Dass Emmanuel Macron ein Abbild des Durchschnittsfranzosen ist, lässt sich nicht gerade behaupten - es ist ja oft das Problem des ehemaligen Eliteschülers, Ex-Bankers und politischen Turbo-Aufsteigers, allzu abgehoben zu wirken. In einer Sache aber nähert er sich der Mehrheit der Bürger an, nämlich mit seinem demonstrativen Desinteresse für die gerade abgehaltenen Regionalwahlen.
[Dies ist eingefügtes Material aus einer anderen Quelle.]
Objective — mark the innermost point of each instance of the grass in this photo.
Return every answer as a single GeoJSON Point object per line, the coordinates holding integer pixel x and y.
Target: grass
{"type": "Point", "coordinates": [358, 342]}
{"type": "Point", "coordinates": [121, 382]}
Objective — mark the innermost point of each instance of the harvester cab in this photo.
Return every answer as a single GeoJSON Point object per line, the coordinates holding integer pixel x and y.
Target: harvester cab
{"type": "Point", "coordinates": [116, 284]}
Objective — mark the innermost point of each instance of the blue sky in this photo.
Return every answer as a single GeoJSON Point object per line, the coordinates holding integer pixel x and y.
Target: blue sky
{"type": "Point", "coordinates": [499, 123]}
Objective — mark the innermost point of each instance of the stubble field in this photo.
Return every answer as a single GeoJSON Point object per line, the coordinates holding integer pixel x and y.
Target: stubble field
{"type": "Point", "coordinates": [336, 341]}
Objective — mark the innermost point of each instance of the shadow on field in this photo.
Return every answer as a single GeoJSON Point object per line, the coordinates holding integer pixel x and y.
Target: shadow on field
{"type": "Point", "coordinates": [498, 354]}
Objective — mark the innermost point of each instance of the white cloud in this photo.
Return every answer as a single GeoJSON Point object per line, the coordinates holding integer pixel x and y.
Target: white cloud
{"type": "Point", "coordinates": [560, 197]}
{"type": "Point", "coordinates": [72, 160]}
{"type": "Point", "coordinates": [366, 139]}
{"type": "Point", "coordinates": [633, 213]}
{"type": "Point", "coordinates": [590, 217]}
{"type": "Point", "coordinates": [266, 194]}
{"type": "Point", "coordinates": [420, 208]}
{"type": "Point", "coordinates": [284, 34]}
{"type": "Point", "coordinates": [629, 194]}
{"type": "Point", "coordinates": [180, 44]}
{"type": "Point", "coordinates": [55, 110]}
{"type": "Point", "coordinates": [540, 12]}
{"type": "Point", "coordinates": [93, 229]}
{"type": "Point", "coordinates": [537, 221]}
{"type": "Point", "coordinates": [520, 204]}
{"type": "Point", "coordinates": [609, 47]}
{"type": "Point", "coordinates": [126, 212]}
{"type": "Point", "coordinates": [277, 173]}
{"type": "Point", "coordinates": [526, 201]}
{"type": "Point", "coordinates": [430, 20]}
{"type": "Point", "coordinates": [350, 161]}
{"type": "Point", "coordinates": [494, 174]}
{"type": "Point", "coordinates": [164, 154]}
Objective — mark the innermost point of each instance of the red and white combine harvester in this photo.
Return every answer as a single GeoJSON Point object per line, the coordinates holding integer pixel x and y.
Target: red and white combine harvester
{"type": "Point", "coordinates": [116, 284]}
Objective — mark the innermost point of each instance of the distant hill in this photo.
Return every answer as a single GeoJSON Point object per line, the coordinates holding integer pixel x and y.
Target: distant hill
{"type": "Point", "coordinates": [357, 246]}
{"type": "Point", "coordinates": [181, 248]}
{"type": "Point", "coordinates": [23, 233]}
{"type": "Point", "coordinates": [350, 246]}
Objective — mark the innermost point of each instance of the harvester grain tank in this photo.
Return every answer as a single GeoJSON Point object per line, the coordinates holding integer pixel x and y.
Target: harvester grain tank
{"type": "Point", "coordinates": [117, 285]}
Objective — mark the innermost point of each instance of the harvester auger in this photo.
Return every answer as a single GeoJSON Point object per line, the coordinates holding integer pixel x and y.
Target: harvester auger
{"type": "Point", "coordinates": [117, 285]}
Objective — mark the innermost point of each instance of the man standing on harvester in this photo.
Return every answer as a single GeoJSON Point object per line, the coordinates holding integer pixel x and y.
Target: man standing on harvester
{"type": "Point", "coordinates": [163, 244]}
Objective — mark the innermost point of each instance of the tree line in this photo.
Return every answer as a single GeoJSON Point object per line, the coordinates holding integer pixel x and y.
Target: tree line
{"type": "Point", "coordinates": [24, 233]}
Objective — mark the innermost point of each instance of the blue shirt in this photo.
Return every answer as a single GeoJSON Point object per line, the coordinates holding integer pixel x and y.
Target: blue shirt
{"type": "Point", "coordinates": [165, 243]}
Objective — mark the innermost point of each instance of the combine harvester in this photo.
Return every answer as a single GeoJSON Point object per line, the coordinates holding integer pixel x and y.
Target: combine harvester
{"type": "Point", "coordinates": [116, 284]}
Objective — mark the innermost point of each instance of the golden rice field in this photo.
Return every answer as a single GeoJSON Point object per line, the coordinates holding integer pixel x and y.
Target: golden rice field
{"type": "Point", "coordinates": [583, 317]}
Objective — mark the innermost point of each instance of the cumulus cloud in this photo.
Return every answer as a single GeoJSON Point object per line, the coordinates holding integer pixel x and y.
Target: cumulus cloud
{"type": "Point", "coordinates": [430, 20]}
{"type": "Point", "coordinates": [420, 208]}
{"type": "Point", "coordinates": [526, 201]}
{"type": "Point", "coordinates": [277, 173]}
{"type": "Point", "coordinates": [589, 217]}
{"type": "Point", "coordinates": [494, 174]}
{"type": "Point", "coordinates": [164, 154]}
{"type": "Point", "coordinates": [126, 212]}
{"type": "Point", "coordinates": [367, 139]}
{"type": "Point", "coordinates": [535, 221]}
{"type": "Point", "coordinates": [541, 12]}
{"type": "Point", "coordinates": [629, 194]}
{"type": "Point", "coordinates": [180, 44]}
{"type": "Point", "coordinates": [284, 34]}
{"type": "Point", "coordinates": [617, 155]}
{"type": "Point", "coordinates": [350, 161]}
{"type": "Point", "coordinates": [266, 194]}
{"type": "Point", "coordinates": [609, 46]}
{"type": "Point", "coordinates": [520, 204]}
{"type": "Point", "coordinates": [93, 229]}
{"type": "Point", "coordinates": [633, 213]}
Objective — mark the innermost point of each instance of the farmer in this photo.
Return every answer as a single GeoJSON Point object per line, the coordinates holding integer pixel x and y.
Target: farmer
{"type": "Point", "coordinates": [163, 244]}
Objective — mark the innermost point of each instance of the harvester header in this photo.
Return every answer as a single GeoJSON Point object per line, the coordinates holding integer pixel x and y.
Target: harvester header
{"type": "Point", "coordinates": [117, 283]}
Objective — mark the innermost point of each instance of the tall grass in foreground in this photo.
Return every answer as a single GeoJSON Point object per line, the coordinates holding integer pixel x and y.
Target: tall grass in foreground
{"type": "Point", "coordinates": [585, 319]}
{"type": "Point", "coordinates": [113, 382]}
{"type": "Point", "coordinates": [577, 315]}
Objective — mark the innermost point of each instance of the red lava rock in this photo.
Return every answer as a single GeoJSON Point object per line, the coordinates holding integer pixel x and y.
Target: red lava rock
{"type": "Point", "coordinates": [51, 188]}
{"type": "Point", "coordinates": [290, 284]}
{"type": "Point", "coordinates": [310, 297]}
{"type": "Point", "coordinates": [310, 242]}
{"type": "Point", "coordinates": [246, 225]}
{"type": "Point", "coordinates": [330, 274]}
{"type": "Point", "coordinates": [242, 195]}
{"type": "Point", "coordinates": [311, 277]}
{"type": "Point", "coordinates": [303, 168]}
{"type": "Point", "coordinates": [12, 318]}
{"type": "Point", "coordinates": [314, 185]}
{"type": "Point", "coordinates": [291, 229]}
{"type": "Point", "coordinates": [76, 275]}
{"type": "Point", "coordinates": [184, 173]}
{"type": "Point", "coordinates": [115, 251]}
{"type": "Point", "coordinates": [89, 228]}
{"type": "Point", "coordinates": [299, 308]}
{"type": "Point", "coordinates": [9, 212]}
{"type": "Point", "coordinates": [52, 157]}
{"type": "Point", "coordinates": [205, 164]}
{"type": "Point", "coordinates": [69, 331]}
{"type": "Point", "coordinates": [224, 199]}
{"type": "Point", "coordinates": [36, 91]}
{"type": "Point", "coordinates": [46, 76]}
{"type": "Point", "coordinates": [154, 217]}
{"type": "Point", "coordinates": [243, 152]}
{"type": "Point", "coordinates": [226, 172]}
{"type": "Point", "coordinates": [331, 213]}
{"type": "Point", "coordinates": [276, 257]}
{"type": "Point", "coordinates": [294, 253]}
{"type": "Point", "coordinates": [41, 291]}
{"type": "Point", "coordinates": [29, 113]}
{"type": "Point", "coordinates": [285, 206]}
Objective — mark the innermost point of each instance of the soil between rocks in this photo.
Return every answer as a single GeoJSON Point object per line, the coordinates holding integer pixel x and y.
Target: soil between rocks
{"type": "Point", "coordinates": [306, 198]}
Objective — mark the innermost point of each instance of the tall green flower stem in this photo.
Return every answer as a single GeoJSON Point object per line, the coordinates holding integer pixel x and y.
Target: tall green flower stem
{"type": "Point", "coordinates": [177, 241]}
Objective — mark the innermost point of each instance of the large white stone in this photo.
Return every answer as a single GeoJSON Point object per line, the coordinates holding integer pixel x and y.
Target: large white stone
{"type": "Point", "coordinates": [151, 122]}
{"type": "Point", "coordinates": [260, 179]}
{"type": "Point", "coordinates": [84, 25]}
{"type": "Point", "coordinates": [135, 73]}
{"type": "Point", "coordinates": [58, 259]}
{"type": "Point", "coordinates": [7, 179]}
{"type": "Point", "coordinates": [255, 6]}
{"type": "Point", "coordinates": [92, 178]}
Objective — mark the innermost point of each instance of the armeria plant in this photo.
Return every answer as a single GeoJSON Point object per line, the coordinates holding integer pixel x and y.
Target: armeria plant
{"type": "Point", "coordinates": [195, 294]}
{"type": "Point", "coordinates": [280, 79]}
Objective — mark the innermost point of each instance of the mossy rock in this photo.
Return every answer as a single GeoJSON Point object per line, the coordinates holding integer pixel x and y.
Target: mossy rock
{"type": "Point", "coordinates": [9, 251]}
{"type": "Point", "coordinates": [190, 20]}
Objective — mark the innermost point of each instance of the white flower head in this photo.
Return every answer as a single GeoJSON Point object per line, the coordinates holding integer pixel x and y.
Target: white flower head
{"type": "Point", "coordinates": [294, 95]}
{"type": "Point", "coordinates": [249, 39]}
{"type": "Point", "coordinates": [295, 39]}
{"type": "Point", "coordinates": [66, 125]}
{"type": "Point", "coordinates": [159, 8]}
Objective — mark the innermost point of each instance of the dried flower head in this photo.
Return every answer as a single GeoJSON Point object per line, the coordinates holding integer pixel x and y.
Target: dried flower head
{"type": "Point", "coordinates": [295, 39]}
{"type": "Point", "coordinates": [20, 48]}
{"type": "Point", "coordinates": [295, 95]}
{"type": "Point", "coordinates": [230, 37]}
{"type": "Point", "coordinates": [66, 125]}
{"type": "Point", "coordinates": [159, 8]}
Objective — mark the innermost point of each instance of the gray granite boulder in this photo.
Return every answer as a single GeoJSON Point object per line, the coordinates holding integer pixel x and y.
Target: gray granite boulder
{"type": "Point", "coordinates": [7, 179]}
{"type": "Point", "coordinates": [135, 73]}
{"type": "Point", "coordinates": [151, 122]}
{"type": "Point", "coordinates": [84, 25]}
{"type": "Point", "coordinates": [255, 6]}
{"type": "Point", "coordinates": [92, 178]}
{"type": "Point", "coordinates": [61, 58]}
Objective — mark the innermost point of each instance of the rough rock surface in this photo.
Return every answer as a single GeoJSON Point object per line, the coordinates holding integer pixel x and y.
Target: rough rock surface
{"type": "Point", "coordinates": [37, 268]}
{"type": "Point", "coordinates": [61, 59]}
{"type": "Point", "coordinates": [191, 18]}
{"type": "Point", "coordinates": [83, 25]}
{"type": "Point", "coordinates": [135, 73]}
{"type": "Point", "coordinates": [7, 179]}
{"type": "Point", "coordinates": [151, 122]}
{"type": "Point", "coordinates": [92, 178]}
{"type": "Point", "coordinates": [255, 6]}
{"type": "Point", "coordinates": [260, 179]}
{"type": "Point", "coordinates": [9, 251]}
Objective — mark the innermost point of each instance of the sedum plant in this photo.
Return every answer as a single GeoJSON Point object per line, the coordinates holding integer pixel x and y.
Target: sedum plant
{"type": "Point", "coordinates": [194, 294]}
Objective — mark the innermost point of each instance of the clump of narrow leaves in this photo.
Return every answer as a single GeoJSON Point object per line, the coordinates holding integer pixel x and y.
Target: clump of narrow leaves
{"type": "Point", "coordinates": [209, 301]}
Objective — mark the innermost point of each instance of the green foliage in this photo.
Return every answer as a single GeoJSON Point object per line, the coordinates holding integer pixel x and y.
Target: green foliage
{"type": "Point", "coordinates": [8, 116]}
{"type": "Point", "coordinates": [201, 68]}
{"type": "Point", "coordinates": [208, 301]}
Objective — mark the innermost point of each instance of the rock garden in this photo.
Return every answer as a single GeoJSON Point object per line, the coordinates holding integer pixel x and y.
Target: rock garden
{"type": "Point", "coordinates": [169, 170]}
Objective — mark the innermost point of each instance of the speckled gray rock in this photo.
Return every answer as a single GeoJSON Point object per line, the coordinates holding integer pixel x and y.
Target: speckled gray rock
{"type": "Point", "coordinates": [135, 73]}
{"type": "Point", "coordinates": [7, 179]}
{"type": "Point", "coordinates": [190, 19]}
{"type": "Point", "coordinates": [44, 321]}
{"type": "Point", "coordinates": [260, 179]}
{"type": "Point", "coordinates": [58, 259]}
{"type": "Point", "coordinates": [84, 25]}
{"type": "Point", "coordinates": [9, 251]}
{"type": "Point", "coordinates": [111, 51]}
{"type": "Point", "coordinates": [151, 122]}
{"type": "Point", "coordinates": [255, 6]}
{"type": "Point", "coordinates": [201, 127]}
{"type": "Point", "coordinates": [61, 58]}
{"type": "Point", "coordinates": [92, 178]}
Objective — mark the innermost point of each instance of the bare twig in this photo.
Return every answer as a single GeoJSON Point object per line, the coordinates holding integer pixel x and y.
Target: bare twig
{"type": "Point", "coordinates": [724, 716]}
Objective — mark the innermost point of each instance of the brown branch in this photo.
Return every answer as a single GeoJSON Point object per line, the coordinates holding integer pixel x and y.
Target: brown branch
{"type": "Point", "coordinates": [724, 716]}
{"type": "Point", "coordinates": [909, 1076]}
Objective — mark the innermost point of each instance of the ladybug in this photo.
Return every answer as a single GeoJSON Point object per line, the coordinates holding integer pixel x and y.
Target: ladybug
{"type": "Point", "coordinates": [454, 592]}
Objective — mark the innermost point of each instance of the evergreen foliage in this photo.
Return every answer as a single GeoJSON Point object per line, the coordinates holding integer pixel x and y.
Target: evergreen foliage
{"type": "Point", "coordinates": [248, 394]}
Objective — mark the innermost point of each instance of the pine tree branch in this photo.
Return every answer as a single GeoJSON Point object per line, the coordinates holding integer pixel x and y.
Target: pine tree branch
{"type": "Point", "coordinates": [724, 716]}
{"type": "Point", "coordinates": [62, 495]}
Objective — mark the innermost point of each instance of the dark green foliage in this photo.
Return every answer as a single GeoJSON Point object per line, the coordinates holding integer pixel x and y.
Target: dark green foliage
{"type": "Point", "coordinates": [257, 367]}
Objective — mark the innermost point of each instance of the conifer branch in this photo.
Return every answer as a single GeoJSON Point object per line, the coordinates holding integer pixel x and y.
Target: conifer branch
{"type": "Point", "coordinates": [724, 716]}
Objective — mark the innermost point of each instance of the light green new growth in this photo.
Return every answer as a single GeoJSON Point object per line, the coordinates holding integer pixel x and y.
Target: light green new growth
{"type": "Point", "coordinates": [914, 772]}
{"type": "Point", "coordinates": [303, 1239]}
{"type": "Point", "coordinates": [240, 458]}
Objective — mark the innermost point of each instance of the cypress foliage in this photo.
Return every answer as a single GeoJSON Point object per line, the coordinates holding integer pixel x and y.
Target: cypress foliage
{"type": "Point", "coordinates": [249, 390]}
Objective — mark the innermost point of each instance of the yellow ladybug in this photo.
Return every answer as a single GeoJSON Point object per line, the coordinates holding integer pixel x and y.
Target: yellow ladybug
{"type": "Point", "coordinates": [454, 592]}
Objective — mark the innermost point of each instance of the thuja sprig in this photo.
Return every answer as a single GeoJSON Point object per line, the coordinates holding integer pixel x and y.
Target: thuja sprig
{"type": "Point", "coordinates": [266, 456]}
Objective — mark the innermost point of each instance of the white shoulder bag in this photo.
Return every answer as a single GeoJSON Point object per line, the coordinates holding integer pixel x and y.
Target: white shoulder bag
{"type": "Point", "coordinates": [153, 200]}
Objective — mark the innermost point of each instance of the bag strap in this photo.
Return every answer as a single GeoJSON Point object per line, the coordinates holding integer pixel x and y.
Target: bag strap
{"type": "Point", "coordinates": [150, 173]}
Zwei von drei Franzosen haben sich enthalten. Und auch Macron tut so, als betreffe ihn die Abstimmung nicht, die für seine Partei La République en marche (LREM) desaströs ausgegangen ist mit landesweit 7 Prozent. Schlüsse auf nationaler Ebene, das ließ er schon davor wissen, werde er nicht ziehen. Die Umfragewerte des Präsidenten sind zuletzt wieder auf 50 Prozent gestiegen. Zweifellos profitiert Macron von der Freude der Franzosen über das Ende der Ausgangsbeschränkungen.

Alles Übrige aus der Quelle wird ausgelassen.